Dagegen gibt es in den reichen, schönen und luftigen Gegenden der Hansestadt gar kein wirkliches Nichtwählerproblem. Dort lag die Beteiligung an der Bürgerschaftswahl zuweilen höher als der gesamtdeutsche Wert für Bundestagswahlen. Wo aber positive Aussichten und kollektive Strukturen fehlen, Frustration und Vereinzelung vorherrschen, kommt leicht ein Teufelskreis in Gang. Sinkende Wählerzahlen sorgen dafür, dass der soziale Druck, an Wahlen teilzunehmen, immer weiter zurückgeht. Mit den Jahren gerät die Enthaltung zur Norm. Nachrückende Generationen werden apolitisch sozialisiert. Es ist unerlässlich, diese Entwicklung als das zu verstehen, was sie ist: eine strukturelle Deaktivierung wachsender Teile des Wahlvolkes.

Die Abgehängten im »toten Winkel« der Parteien

Die Parteien haben es in dieser Situation zugegebener­maßen nicht leicht, denn in der Nichtwählerfrage stolpern sie zwangsläufig über ihre eigenen Beine. Nicht erst seit gestern sind Parteien überaltert, übermäßig akademisiert und in der wohl­habenderen Hälfte der Gesellschaft verankert. Dies gilt auch für ehemalige Arbeiterparteien. Gerade in den Nichtwählerhochburgen fehlen ihnen der Einblick und die physische Präsenz. Rein soziologisch fährt die niedrige Wahlbeteiligung sozusagen im „toten Winkel“ der Parteien.

Fast wirkt es, als lebten politische Eliten und Nichtwähler auf unterschiedlichen Planeten. Wenn etwa professionelle ­Kader einer „linken Volkspartei“ daran verzweifeln, dass die Angehörigen armer Milieus sich nicht einmal mehr über eindeutig an sie gerichtete Wahlgeschenke (Mindestlohn, Mietpreisbremse) mobilisieren lassen, dann ist dieses Missverständnis symptomatisch.

Denn die Parteileute denken so, wie ihre eigene Erfahrungswelt es ihnen vorgibt: Sie agieren über „rationales“ Geschacher, über strategische Kosten- und Nutzenkalküle und die Devise, dass „jede Stimme ihren Preis hat“. Dass ihre Angebote ein entpolitisiertes Milieu aber gar nicht mehr erreichen, dass die für ein beidseitiges Tauschgeschäft nötige Beziehung gar nicht mehr gegeben ist, können die Parteistrategen nicht nachvollziehen. Reicht denn einem verzweifelt Liebenden ein Blumenstrauß, um bei der Gegenseite Gefühle zu erzwingen, die gar nicht mehr existieren? Wer es versucht hat weiß: Mit der Gleichgültigkeit endet alles.
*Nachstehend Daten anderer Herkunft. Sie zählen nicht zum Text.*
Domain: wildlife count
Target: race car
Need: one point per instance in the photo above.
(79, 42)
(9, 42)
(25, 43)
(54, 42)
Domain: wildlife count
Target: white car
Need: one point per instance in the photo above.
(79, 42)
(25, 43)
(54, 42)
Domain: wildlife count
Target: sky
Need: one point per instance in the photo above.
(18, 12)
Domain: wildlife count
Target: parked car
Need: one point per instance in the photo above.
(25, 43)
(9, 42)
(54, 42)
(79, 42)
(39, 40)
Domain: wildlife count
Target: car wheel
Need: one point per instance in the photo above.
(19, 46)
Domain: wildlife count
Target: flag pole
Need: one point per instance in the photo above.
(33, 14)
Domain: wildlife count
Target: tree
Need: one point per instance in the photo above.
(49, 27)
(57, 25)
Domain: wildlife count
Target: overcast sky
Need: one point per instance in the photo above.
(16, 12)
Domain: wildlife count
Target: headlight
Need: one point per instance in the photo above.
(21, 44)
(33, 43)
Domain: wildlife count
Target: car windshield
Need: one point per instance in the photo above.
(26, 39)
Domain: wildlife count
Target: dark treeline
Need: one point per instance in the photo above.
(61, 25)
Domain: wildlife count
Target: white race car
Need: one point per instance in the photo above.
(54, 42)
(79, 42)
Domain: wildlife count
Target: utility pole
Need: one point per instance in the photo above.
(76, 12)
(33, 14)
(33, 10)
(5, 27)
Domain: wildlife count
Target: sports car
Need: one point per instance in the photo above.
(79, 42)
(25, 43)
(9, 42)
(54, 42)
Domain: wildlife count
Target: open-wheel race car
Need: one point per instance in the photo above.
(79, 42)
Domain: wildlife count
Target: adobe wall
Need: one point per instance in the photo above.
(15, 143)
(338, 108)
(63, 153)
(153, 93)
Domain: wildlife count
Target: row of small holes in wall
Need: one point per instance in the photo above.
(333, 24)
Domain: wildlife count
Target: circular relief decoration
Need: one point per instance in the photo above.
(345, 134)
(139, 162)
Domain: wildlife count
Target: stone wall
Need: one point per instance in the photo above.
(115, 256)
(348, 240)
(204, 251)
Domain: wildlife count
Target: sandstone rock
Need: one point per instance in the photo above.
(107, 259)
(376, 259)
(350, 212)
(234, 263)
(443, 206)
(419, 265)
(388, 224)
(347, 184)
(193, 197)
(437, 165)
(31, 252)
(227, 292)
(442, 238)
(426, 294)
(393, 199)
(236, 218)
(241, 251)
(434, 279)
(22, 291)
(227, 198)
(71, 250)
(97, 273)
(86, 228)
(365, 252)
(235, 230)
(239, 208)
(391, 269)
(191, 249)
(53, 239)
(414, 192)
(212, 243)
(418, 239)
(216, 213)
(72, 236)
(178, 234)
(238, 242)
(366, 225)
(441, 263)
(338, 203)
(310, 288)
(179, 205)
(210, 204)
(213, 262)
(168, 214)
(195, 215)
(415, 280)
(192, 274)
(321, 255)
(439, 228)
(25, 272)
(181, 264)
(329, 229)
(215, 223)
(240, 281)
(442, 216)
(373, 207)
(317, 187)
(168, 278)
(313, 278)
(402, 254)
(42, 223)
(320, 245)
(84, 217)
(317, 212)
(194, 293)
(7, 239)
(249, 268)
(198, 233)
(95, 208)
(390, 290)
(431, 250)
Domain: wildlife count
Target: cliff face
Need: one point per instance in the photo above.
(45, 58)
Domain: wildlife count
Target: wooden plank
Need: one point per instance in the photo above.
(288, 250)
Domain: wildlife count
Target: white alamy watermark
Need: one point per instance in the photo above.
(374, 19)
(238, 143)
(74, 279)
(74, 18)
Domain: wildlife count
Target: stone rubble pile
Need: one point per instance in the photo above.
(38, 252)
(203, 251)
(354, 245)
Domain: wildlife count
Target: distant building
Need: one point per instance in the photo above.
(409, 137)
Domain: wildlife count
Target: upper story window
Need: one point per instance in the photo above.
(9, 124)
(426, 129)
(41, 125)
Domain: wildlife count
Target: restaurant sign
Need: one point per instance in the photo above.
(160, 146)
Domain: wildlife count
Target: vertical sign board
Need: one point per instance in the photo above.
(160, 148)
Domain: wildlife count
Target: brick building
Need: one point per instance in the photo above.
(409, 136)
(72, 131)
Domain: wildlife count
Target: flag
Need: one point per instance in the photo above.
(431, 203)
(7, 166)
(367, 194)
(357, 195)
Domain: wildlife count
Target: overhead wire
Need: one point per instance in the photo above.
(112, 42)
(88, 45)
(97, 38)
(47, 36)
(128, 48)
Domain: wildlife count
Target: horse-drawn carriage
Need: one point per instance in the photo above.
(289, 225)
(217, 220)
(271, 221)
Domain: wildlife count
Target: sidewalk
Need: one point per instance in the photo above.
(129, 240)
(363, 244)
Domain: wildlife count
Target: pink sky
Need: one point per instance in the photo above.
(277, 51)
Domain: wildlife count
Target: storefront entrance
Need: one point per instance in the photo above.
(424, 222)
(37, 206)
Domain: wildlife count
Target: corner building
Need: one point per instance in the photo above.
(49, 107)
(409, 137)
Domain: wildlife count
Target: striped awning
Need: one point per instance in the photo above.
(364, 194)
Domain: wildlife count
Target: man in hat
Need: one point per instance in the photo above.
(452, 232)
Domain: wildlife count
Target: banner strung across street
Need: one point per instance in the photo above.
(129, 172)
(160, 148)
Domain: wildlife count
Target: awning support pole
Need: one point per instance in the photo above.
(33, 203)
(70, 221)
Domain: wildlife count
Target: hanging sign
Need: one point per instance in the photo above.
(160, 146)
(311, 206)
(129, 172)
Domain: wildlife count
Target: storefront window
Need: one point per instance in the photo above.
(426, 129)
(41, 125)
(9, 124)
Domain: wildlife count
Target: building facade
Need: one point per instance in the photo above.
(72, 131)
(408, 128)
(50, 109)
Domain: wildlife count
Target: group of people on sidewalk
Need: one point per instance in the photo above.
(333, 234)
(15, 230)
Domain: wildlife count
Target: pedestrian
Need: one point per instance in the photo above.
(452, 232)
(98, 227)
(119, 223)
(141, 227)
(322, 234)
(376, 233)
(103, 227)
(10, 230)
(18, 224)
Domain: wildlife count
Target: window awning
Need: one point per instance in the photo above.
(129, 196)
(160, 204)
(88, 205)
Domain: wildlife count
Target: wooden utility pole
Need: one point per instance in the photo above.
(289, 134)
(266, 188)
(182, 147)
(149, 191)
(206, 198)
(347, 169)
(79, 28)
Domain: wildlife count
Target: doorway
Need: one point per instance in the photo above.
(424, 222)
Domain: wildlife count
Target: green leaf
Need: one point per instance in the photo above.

Ähnlich verzweifelt sind die aktuellen Vorschläge, auch in Supermärkten oder neben Geldautomaten Wahlurnen aufzubauen. Dort muss schließlich jeder hin. Und schlimmstenfalls greift man eben zur Wahlpflicht.

Davon abgesehen, dass keine Wahlmodalität dieser Welt eine real stattfindende Entfremdung der Menschen vom Poli­tischen aufhalten kann (auch nicht an Tankstellen), würde gerade eine Wahlpflicht einmal mehr ein strafendes Signal an die Schwächsten in der Gesellschaft senden. Pflicht, Sanktion und Aktivierung: Mit diesem Vokabular erhoben sich schon bei der Agenda 2010 Staat und Parteien über die vermeintlich trägen low potentials. Der psychologische Bruch, der mit dieser Zurechtweisung verbunden war, wurde im Gegensatz zu den sozialpolitischen und wirtschaftlichen Konsequenzen der Reformen nur selten diskutiert. Doch wer ein Jobcenter einmal von innen gesehen hat, wird wissen, was gemeint ist.
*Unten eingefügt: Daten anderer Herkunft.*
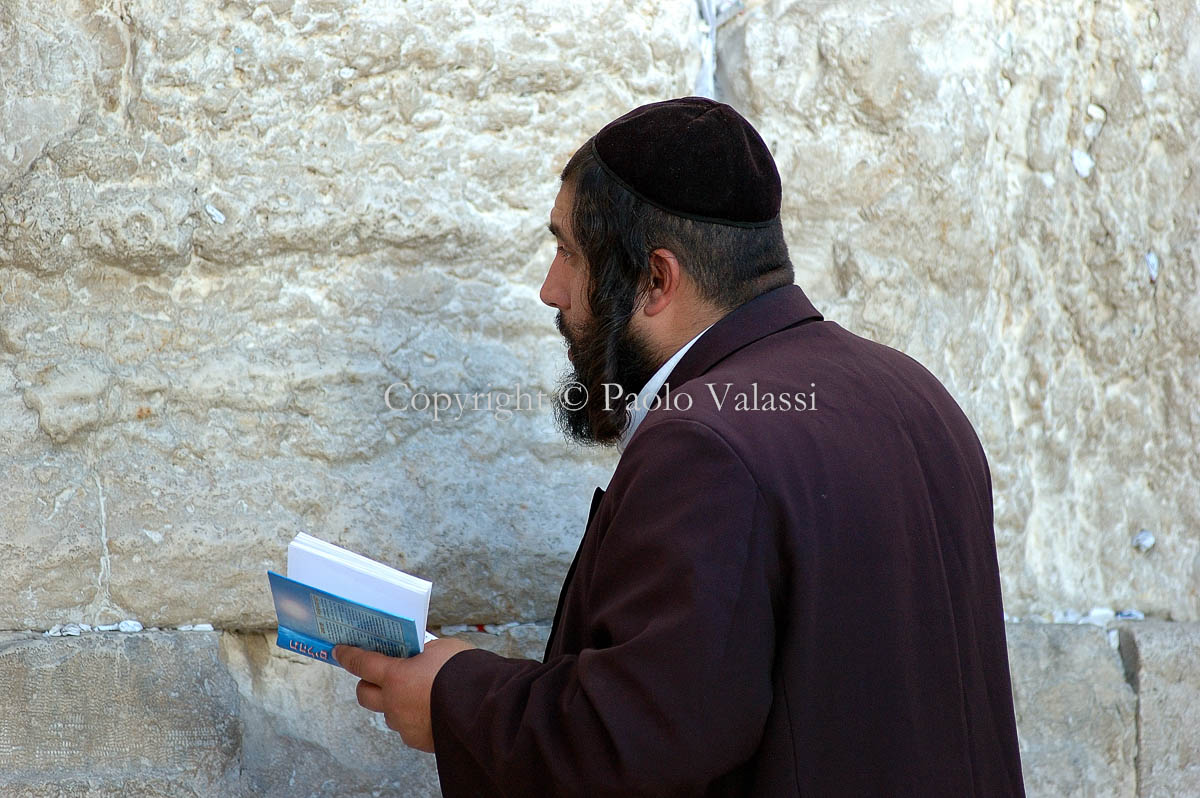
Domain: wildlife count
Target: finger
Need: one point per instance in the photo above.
(361, 663)
(370, 696)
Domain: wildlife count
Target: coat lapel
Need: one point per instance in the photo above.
(562, 594)
(762, 316)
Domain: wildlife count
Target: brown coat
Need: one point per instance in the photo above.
(766, 601)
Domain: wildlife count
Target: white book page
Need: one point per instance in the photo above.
(352, 576)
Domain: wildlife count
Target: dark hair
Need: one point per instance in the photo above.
(616, 233)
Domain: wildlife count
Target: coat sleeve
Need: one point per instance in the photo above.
(676, 688)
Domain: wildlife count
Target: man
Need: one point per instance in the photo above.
(790, 587)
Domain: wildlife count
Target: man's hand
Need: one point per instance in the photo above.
(401, 688)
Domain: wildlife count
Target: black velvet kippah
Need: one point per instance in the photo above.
(693, 157)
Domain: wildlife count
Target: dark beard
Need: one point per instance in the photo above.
(601, 361)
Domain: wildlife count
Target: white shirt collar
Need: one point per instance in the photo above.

Der demokratische Kitt bröckelt. Es handelt sich um eine empfindliche Substanz. Die eine, schnelle Lösung gibt es daher nicht. Zumindest keine, die im Handumdrehen wieder echte Bindung der Menschen an die politische Gemeinschaft herstellt, das Vertrauen zu den Parteien steigert und unsere Demokratie erneuert. Deshalb gibt es auch keinen schnellen Nutzen, den sich Parteien rasch unter den Nagel reißen könnten.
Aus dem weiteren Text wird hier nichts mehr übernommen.